Page 1 of 1

remove all duplicate records

Posted: Wed Jun 09, 2010 4:58 am
by ds_dwh
hi,

source wiil be like this:
co1,col2,col3
100,a,hyd
101,b,hyd
102,c,blore

if i use remove duplicate o/p will be like this:100,a,hyd
102,c,blore
but required o/p will be like this:102,c,blore

can any one help.......

Posted: Wed Jun 09, 2010 5:06 am
by antonyraj.deva
ds_dwh wrote:co1,col2,col3
100,a,hyd
101,b,hyd
102,c,blore
Remove Duplicate stage works based on a key column. Firstly, What is your key column? And also your required output is unclear.

Thanks,
Tony

Posted: Wed Jun 09, 2010 5:46 am
by sureshreddy2009
If your requirement is to remove all records which are repeated more than once then this is the logic

step1:read all the records
step2:pass to aggregator and count on particular key column
step3:use filter to pass the records where count=1
if you use aggregator basically all columns can't come as output so take help of copy stage and join stage

Posted: Wed Jun 09, 2010 4:28 pm
by ray.wurlod
Sort and partition on the third column, which is declared as the "key" for the purposes of the Remove Duplicates stage.

Re: remove all duplicate records

Posted: Thu Jun 10, 2010 12:13 am
by mayura
ds_dwh wrote:hi,

source wiil be like this:
co1,col2,col3
100,a,hyd
101,b,hyd
102,c,blore

if i use remove duplicate o/p will be like this:100,a,hyd
102,c,blore
but required o/p will be like this:102,c,blore

can any one help.......

use col3 as key column (depends on your process requirement) then u will get the good records also if you are using remove duplicate stage click on sort and unique options inside it.
hope it will heplful...
:idea:

Re: remove all duplicate records

Posted: Thu Jun 10, 2010 12:39 am
by g_rkrish
ds_dwh wrote:hi,

100,a,hyd
101,b,hyd
102,c,blore

if i use remove duplicate o/p will be like this:100,a,hyd
102,c,blore
but required o/p will be like this:102,c,blore

can any one help.......
Will the third column will be of same size.then u can use as key but when your coulmn comes like blore and banglore then you can't remove that.
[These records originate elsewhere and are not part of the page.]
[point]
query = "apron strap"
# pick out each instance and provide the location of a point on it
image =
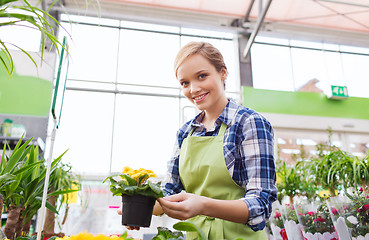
(222, 129)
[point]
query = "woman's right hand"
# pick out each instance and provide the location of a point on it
(119, 211)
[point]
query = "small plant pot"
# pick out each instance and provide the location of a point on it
(137, 210)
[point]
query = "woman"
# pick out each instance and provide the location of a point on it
(222, 174)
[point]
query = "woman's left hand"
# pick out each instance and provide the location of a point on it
(183, 205)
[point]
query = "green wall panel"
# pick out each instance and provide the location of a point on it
(305, 103)
(24, 95)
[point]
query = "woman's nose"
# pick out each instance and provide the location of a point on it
(195, 88)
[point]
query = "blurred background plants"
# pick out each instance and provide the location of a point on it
(22, 182)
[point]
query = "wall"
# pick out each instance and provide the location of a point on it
(307, 110)
(25, 97)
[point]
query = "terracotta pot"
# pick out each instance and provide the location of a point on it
(137, 210)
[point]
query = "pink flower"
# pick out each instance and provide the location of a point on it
(277, 215)
(334, 211)
(283, 234)
(319, 219)
(365, 208)
(311, 213)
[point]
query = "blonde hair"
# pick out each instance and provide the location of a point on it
(205, 49)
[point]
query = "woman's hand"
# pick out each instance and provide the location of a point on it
(119, 211)
(183, 206)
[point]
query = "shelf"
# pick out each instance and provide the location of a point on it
(12, 141)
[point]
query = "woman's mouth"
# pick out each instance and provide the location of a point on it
(199, 98)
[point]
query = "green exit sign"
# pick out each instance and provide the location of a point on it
(339, 92)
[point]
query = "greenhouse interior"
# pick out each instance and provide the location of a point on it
(98, 106)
Re: remove all duplicate records

Posted: Thu Jun 10, 2010 1:15 am
by ray.wurlod
ds_dwh wrote:hi,

source wiil be like this:
co1,col2,col3
100,a,hyd
101,b,hyd
102,c,blore

if i use remove duplicate o/p will be like this:100,a,hyd
102,c,blore
but required o/p will be like this:102,c,blore

can any one help.......
Please create a written specification about how this output is to be produced. Is it that you only want rows for which no duplicate occurs? In that case, use a fork-join design, count the distinct values in col3 using an Aggregator stage, join to original detail data, then pass only those rows for which the count is 1.